そしてその刹那、超人的な技法も、稀有な色彩も必要ないと悟り、この絵描きの貴婦人の心情の憂いも霧散していった。
成功と失敗、得ることと失うこと、徐夫人は屠られるのを待つその羽獣の眼の中で、ようやく答えを見つけたのだった。
彼女はその羽獣を買い下ろし、自宅の庭にある小池で飼い始めた、そしてすぐさま仕上げのために筆を執った、水到渠成、心のわずかな蟠りはすでにあらず。
二日目、徐夫人は見事その女丁図を完成させ、高官貴人たちから賞賛を浴びた。
しかし満杯の金銀を携え家へと帰る道中、徐夫人は点睛の一筆以外に、まだ何かが欠けていると感じ、また気を落としてしまった。
彼女が家の門をくぐり、池の中で水しぶきを上げている羽獣を見て、ようやくハッと気づいた。
彼女は富も名声も得られ、ようやく出世もできたが、その実はただ池を換えただけで、自由は相も変わらずそこにはないんだと悟ったのだ。
今日の徐夫人はもはやかつての意気揚々とした若き乙女ではなくなっていた。
数十もの案件を抱え、富も名声も掴んでいた、しかし夫は早年に先立たれ、他人の顔色を窺う毎日、ならば誰が彼女のために点睛の一筆を執ってくれるのか、誰が彼女を再び田野に放してくれるのだろうか?
そしてその晩徐邸に帰ってきたのは、車に満載された金銀財宝だけだった。
後に姜斉の地で徐夫人を見かけたと言われているが、いずれにせよ、それからこの「風華所在」と謳われた女画家は、二度と姿を見せることはなかった。
そして二十年後、夕城に住まう貴人たちの間で徐夫人の絶筆の絵画の噂が流れていた。
世間のほとんどは偽物だろうと思っていた、その絵は徐夫人の早年の作品とは相いれず、謂れも不明であったからだ。空白も多く、絵の中には羽獣が一匹だけ描かれており、その容姿はまるで死んでるかのようだった。
多くの鑑定士によれば、当時の多くの名だたる大画家が描いた同様の獣絵画は、いずれも随時絵画から飛び出るが如く、生き生きとしており、非凡なる躍動感を帯びていた。

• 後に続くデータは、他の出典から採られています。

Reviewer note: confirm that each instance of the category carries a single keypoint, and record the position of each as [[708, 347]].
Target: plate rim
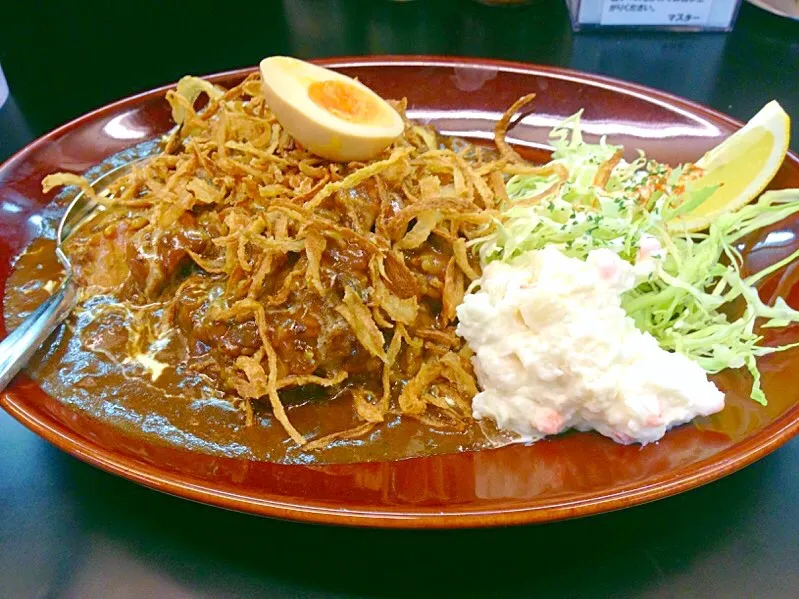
[[737, 456]]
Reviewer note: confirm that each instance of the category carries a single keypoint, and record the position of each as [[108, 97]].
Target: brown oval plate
[[572, 475]]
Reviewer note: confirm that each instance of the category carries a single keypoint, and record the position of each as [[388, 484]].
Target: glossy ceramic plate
[[573, 475]]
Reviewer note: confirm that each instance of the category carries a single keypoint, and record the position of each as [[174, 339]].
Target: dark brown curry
[[240, 295]]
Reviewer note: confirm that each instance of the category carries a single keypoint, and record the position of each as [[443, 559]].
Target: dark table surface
[[68, 530]]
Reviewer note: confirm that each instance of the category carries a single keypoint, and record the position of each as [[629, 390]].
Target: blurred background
[[69, 530], [63, 59]]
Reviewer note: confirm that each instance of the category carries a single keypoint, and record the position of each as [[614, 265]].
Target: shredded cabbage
[[685, 297]]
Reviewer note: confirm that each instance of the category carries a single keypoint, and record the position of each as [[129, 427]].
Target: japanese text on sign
[[655, 12]]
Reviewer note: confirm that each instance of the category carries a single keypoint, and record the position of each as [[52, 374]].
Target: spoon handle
[[18, 347]]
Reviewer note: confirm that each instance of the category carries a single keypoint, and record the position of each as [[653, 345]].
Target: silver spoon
[[18, 347]]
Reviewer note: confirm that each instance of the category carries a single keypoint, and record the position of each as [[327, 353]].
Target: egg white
[[286, 82]]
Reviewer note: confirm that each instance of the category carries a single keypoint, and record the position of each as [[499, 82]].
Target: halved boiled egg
[[330, 114]]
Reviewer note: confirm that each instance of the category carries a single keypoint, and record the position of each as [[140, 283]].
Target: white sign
[[680, 13]]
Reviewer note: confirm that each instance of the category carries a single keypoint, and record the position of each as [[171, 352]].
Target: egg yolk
[[345, 101]]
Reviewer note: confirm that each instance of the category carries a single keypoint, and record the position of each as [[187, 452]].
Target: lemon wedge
[[742, 165]]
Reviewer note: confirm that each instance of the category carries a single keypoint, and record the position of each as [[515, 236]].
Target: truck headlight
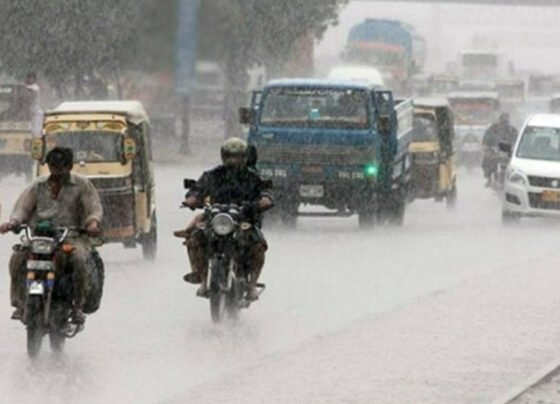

しかしこの羽獣は、異様にも硬直しており、生気もまったく見られない、故に偽物として鑑定された。
徐夫人を信奉者の中に、帰余という人がいた、若き頃の帰余は商いに通じていたが、今では落ちぶれてしまい、家財は尽き果て、前途も見えず、失意のさなかにあった。
しかし帰余がその絵画を見た時、その羽獣の目を見た時、雷に打たれたかのような衝撃を受けた。おぼつかない足取りで家に戻り、長らく釈然とせず、寝食も能わずしていたがその十数日後、再び人生を巻き返そうと、決心したのだった。
……
……諸行無常なるや。
きっと同じ失意に沈んだ者同士であった帰余だったからこそ、徐夫人がそのまるで死んでいるかのような羽獣の目の中にあった、決して消えることのない渇望を、その「画中に囚われた獣」の意味を知れたのでしょう。
生活とは、生きることとはそういうことなのでしょうね。
……講談師さんはやはり色んな奇聞逸話を収集してるんだな、見識が広がる。
だが、ほとんど炎国の画家にまつわる逸話なんだな?
ええ、私の書斎の様々な蔵書には、各地の風土記や、志怪小説を取り揃えておりますが、そのほとんどが歴史上の名だたる大画家たちにまつわる話でございます。
当然、様々な原因で無名のまま、大炎の悠久な歴史に埋もれてしまった人々の話もございますよ。
最終的には頭角を現すことは叶えられませんでしたが、この大地にとてつもない印象を残した方たちばかりです、誰によって記録されたかも分からず、真偽も不明ですが。
そう言えば……ラヴァ嬢がご友人に代わってお探しになってるその方も、画家、でしたよね?
もし名門の出や、あるいは地方で名を馳せていたとしたら、手がかりが見つかるかもしれませんよ。
そうだな……
(サガの足音)
見てくだされ、あちらが村の出入り口でござる。
おお!このような空模様では、見つけるにしても提灯を持っていないと何も見えないから困ったものだ!感謝する!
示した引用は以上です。